La France, comme tant d’autres, est désormais présente sur bien des champs de bataille: au Mali, en Syrie, en Irak… Nous combattîmes aussi, récemment, en Afghanistan et en Libye – avec des succès divers. Pourquoi là et pas ailleurs? Pourquoi intervenons-nous contre certaines dictatures et pas contre d’autres ? Pourquoi tolérons-nous des génocides dans certains pays et pas dans d’autres? Pourquoi, en France, de telles décisions se prennent-elles sans l’accord du Parlement ?
Aujourd’hui, alors que partout la guerre menace, cette question devient d’une importance plus considérable encore. Dans bien des endroits du monde, des incidents, des escarmouches, des guerres civiles ou des actes isolés peuvent déraper dans des conflits épouvantables. Et les nations sont si interdépendantes que presque aucun de ces conflits, où qu’il se déroule, serait sans conséquence sur la sécurité et la tranquillité de la France et des Français. On ne peut donc continuer à laisser de tels choix se faire d’une façon aussi arbitraire. Il est temps d’établir une doctrine et de la faire connaître ; de savoir, et de faire savoir, dans quelles conditions la France peut faire usage de ses armes. En particulier, il est temps d’en débattre au Parlement.
On pourrait retenir les quatre principes suivants :
1. D’abord, la France est évidemment tenue d’intervenir militairement partout où ses alliances l’y contraignent. Ce n’est pas rien, car nous pourrions être ainsi amenés, demain, par des décisions inconsidérées de nos alliés, à entrer dans une guerre pouvant devenir nucléaire. Par exemple, nous pourrions être entraînés dans une guerre contre la Russie si nos alliés baltes ou polonais étaient victimes d’une agression ; ou même si cette agression était la conséquence d’une provocation d’un officier irresponsable d’un de ces pays ou de troupes américaines, présentes désormais à la frontière russe ; or certains de ces gens-là rêvent d’en découdre. De la même façon, les Américains pourraient être emportés dans une guerre contre la Chine ou la Corée du Nord si le Japon, leur allié, était attaqué. Ou si une provocation devait avoir lieu. Et nous pourrions nous y trouver entraînés avec eux. Il est donc temps de clarifier avec nos partenaires les conditions de notre engagement à leurs côtés, et en particulier leur faire savoir que nous nous abstiendrions d’intervenir si une guerre commençait par un incident local incontrôlé ou provoqué par l’un de nos alliés.

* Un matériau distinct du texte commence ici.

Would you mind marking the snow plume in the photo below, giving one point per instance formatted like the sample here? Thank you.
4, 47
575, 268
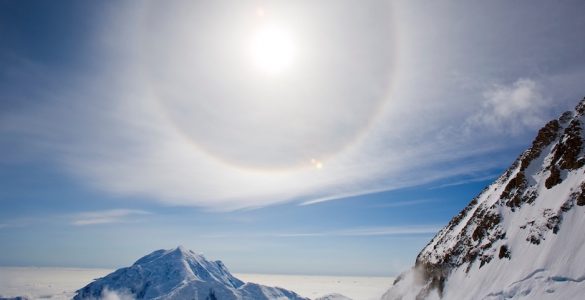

2. Ensuite, la France doit pouvoir agir, même seule, partout où des intérêts ou des citoyens français sont agressés ou menacés. C’est ce qu’elle a fait au Mali, à juste titre, parce que l’avancée islamiste mettait en danger la survie même de l’ordre démocratique dans l’espace francophone. Cela peut être nécessaire ailleurs pour les mêmes raisons, ou pour d’autres.
3. Ensuite encore, la France doit être présente, même seule, chaque fois que sauver des vies est à sa portée. Ainsi, il est scandaleux que notre marine nationale, comme celle des autres démocraties et en particulier la 6e flotte américaine, s’efforce de ne pas voir les réfugiés se noyer en pleine Méditerranée (Où sont les bateaux américains ? Où se cachent ils ? Quelles consignes ont-ils reçues ?). De même, il aurait été légitime d’intervenir plus vite lors du génocide rwandais, comme il le fut de ne pas assister en témoin passif aux massacres dans l’ex-Yougoslavie. Mais une telle logique d’intervention ne doit pas mener à détruire l’Etat dans les pays où de telles menaces existent, comme le démontre la situation en Libye où, sous prétexte de sauver des vies, on a annihilé la structure du pouvoir central et livré un immense arsenal à tous les terroristes du monde.
4. Enfin, la France doit intervenir, avec ses alliés, chaque fois qu’un Etat, un quasi-Etat ou un non-Etat, devient agressif contre ses voisins ou contre le reste de la planète. Selon ce critère, I’ll est légitime d’aller combattre les forces du terrorisme international, où qu’elles se cachent. Mais il n’était pas légitime d’aller renverser le régime irakien de Saddam Hussein, qui ne menaçait plus personne et ne disposait d’aucune arme de destruction massive.
Tout cela mérite, d’urgence, un grand débat dans l’opinion, au Parlement, et lors de la prochaine campagne présidentielle. Ce sera l’occasion de prendre conscience que le budget de notre Défense nationale est très en dessous de ce qu’il devrait être. Et d’en tirer les conséquences.